Pramod Kaushik Mudrakarta

Machine Learning @ Google Research

Email me at

CV Publications


Hello there! I am working at Google on improving ad experience for users, advertisers as well as creators on YouTube using Machine Learning. I finished my Ph.D. in Machine Learning from the University of Chicago where I was advised by the excellent Prof. Risi Kondor. My thesis explored three challenges in modern machine learning: exploiting multiscale/multiresolution structure in data, interpretability of deep neural networks, and parameter-efficient in the deployment of deep neural networks on embedded devices.

I earned my M.Sc. in Computer Science from Saarland University, Germany where my thesis was on designing an efficient algorithm for k-way balanced graph cuts (in other words: multi-class clustering). Before that, I worked as a Research Assistant and Scientist at the Max-Planck Institute in Tübingen, Germany in Dr. Gunnar Rätsch's bioinformatics lab.

I am an alumnus of IIT Bombay, India where I got my undergraduate degree in Computer Science.


Analyzing deep neural networks

Hand-authored systems are being increasingly replaced with deep learning systems. While deep neural networks have excellent performance, there is still a large lack of understanding of how they work. Verification and debugging of deep learning models is necessary when deploying these networks in critical applications.
   The goal of this research is to develop techniques for analyzing deep neural networks. In particular, we are developing methods to (a) characterize the input-output behavior of deep learning models (b) craft adversarial examples by exploiting weaknesses in a neural network, (c) strategize improvements and enrich training data, (d) extract rules which may be useful augmentations to existing hand-authored systems, (e) develop debugging and analyzing tools which aid the developer in neural network design, and (f) compress neural networks
(Finer-level details omitted as a couple of papers are currently under review)

This work began during my summer internship at Google Brain.

Collaborators: Ankur Taly, Mukund Sundararajan, Kedar Dhamdhere and Kevin McCurley

Relevant publications:

Parallel multiresolution matrix factorization (pMMF) Project page

The massive size of the datasets occurring in modern machine learning problems necessitates the use of data compression and parallel computation. Data such as those arising from social networks often contain complex hierarchical structure. pMMF is a high performance parallel C++ library that computes a matrix factorization which captures structure at various scales. This can in turn be used for matrix compression and fast determinant and inverse computation, as a preprocessing step for machine learning algorithms and linear solvers. Independently, this method can also be used for constructing a wavelet basis for sparse approximation.

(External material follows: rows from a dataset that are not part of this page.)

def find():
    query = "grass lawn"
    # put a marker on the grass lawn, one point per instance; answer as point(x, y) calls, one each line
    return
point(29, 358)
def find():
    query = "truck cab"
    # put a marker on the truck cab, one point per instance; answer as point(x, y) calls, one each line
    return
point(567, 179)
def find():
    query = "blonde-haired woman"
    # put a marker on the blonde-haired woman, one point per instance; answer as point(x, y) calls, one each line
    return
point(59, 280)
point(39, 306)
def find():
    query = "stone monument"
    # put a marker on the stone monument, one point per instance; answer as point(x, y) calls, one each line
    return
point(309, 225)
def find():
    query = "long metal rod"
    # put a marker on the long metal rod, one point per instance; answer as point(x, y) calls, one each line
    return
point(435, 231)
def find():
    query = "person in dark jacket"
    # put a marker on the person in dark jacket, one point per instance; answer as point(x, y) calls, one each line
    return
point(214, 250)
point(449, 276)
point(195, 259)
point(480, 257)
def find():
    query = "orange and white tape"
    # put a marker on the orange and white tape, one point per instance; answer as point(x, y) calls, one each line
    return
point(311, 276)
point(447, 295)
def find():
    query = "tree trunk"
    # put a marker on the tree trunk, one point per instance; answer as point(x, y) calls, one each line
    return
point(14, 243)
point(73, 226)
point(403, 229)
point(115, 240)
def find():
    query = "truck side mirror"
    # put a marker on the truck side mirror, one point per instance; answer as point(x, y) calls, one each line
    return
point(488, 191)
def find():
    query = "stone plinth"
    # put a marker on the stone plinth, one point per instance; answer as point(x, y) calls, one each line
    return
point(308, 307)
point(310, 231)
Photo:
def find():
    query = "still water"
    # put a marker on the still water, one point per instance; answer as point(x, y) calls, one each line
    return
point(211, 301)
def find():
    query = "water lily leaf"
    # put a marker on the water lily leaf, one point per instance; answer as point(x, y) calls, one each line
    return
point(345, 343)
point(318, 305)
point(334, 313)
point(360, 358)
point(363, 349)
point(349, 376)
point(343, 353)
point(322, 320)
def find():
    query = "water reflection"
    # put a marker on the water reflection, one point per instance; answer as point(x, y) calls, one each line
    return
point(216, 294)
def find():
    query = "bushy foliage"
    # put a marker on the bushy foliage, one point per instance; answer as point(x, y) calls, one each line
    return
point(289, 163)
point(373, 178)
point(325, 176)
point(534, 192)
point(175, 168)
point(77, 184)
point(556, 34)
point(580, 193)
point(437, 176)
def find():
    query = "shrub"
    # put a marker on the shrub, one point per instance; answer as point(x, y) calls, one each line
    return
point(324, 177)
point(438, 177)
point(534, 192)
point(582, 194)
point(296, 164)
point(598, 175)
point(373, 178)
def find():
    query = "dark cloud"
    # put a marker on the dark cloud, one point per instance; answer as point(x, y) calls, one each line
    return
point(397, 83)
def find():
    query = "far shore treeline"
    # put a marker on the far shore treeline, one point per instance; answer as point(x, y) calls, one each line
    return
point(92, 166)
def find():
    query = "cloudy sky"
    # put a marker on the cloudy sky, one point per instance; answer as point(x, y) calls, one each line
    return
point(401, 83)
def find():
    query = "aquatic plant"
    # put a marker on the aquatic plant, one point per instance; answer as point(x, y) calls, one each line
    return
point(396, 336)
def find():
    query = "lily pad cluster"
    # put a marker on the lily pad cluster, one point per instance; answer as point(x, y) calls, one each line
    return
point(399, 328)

Collaborators: Nedelina Teneva and Risi Kondor, University of Chicago, USA

Relevant publications:

Balanced k-way graph clustering:

Spectral Clustering is a graph partitioning algorithm, based on a continuous relaxation of the NP-hard combinatorial ratio/normalized cut problem. Existing techniques for partitioning a graph into k clusters are either heuristics or recursive schemes based on spectral clustering. These methods fail when applied on large datasets in the real world. We propose an algorithm which directly minimizes the ratio/normalized cut and leads to a k-way partitioning of the data. We also proposed an algorithm for the difficult sum-of-ratios problem which is of independent interest in the optimization community. We performed an extensive experimental evaluation, including on large real world datasets, illustrating that our method indeed outperforms all existing k-clustering algorithms.

Collaborators: Syama Sundar Rangapuram and Matthias Hein, Saarland University, Germany

Relevant publications:


Google Scholar profile

Asymmetric Multiresolution Matrix Factorization
arXiv preprint 2019
Pramod Kaushik Mudrakarta, Shubhendu Trivedi, Risi Kondor
PDF Abstract

Multiresolution Matrix Factorization (MMF) was recently introduced as an alternative to the dominant low-rank paradigm in order to capture structure in matrices at multiple different scales. Using ideas from multiresolution analysis (MRA), MMF teased out hierarchical structure in symmetric matrices by constructing a sequence of wavelet bases. While effective for such matrices, there is plenty of data that is more naturally represented as nonsymmetric matrices (e.g. directed graphs), but nevertheless has similar hierarchical structure. In this paper, we explore techniques for extending MMF to any square matrix. We validate our approach on numerous matrix compression tasks, demonstrating its efficacy compared to low-rank methods. Moreover, we also show that a combined low-rank and MMF approach, which amounts to removing a small global-scale component of the matrix and then extracting hierarchical structure from the residual, is even more effective than each of the two complementary methods for matrix compression.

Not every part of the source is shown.